How Employees’ Safety Could Be At Risk From A Data Breach
Collecting employee data has never been more important to employers. In a security-conscious culture, it’s an important part of the vetting process, which can be ongoing as promotions enable access to more sensitive company data. HR needs data to manage equalities monitoring and to keep track of any special employee support needs. But data leaks can place employees at risk, and in this age of cyber warfare, that’s an ever-increasing problem. In making data more secure, it is first important for business owners and managers to understand why that security matters.
Identity theft
Cases of identity fraud increased by 57% in the UK in 2015, affecting more than 148,000 people. Because they can be difficult to prove and don’t always involve the loss of large sums of money, many cases like this go unreported and may even go unnoticed by the victim, but they still leave people worse off and in some cases they can devastate lives. They can also lead to individuals being wrongly held responsible for fraud offences and for running up debts, creating a host of problems for them, which can take years to sort out. The more pieces of their personal information an identity thief has, the more vulnerable individuals are. As employee records often hold name, address and date of birth in the same place, sometimes alongside bank details, it’s particularly important to ensure that they’re secure.
Sensitive personal data
Sometimes employees’ data can be sensitive in other ways. For instance, people who are on the run from abusive former partners or families who want to force them into unwanted marriages could be in real physical danger if their details become available to the public, and private detectives may use hacking as a means to try and track them down. LGBT people and members of some religious or ethnic minority groups can be at risk of persecution, with things they are happy to be open about in a friendly workplace potentially putting them at risk elsewhere. Employees in situations like this can be vulnerable to blackmail if their information is leaked, which could in turn put the company at risk.

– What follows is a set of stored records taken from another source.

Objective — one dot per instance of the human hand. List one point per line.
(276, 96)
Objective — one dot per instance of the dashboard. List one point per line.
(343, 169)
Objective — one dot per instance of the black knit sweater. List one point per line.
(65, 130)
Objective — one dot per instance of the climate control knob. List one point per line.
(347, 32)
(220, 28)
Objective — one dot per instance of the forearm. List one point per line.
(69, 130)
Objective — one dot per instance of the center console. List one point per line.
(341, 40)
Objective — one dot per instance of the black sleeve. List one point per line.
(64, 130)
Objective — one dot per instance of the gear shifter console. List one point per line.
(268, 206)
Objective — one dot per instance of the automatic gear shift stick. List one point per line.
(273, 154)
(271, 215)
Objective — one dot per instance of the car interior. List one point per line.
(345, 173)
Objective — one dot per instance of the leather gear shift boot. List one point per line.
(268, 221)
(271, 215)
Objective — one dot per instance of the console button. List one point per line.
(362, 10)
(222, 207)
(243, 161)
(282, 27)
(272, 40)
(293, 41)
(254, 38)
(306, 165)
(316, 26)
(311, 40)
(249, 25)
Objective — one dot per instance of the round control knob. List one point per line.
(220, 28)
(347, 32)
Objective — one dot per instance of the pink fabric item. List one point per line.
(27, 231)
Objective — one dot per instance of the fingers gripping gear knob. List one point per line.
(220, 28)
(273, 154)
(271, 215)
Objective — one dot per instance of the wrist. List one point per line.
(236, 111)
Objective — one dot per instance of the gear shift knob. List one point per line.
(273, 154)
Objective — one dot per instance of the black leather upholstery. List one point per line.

Business decisions and personal consequences
In some cases, employees can be at risk if people know who they work for, as the company itself may have attracted enemies. For instance, employees of companies that engage in animal experimentation have sometimes been targeted at home by aggressive activists, as have workers from family planning clinics. If your work involves anything controversial, it’s important to think carefully about employee safety, and data security is part of that.
Data storage considerations
What can you do to secure data more effectively? Following these five steps is a good start:
- Keep track of exactly where data is stored and who has access to it.
- Ensure that all employees understand the importance of using strong passwords.
- Make sure employees know how to identify and report possible security breaches.
- Employ or contract in professional IT staff and have a dedicated security budget.
- Conduct regular reviews and risk assessments and take quick action on any weaknesses found.
If you do suspect a breach, you should tackle it as soon as possible, and never assume that it’s too late. If computers are turned on, leave them on; if they’re off, leave them off. This will help to preserve evidence that could be used to track the culprit, and it will make it easier for a specialist such as Fields Data Recovery to help you retrieve any information that has been deleted by hackers, giving you a clearer picture of what you need to deal with.
The Data Protection Act
All UK employers are obliged to comply with the 1998 Data Protection Act, which sets out a series of rules regarding how you look after personal information given to you by your employees. It doesn’t require you to be free from bad luck, but it does require you to think sensibly about how data is managed and who has access to it, so you should make sure you’ve read the Act (or at least a summary of it) before amending your data policy.
One question that’s always worth asking is whether you really need to collect as much data as you do. Often, data administrators ask for information out of habit or because everybody else does it, without thinking about whether or not it will serve any useful purpose. Data also has a habit of building up in systems, even when it’s no longer relevant, so regular clear-outs can reduce the amount of risk you’re exposed to.
Nothing can make you immune to data theft, but sensible data management means that you – and your employees – will be far safer overall.